John Spanos: “I was fifteen years old when I came to America in 1906. We lived good in the village, my parents, my two sisters and I. We had wheat all year round, made wine and sold olive oil. Then one time my father asked me if I wanted to go to America, to join my first cousin. I didn’t know whether I wanted to go or not, but I thought about it. After a while my father changed his mind but I said, ‘I’m going!’ and left with my uncle and a cousin. The ticket was fifty dollars, two hundred and fifty drachmas. It took us twenty days to cross, and the coals in the ship caught fire three times; nobody knew why.

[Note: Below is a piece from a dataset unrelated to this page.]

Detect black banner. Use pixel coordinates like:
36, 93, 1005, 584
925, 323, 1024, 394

The ship’s name was Verdi, and everyone called it Dirty, as a joke.”

Thomas Releas: “My parents sent me to America for a better life but when I was leaving, my father, my mother, and my relatives all were crying. I was about sixteen when I came in 1912, young, so I didn’t mind leaving because I was going to see my sister who was married and living in America. I said goodbye and I left. When I went back to Greece for the first time in 1955, both my parents were dead.

“When I reached Ellis Island, I was sent to the hospital for thirteen days, because I had a sore on my cheek. I thought they were going to send me back, and I felt very, very bad. I was alone and I didn’t know any English but they let me go, and I came from New York by myself, a big name tag on me.” He remembered one of his first experiences in America, seeing people chew tobacco. “I was amazed when I first saw it. Like spitting blood on the snow. What are these people eating, I asked myself?”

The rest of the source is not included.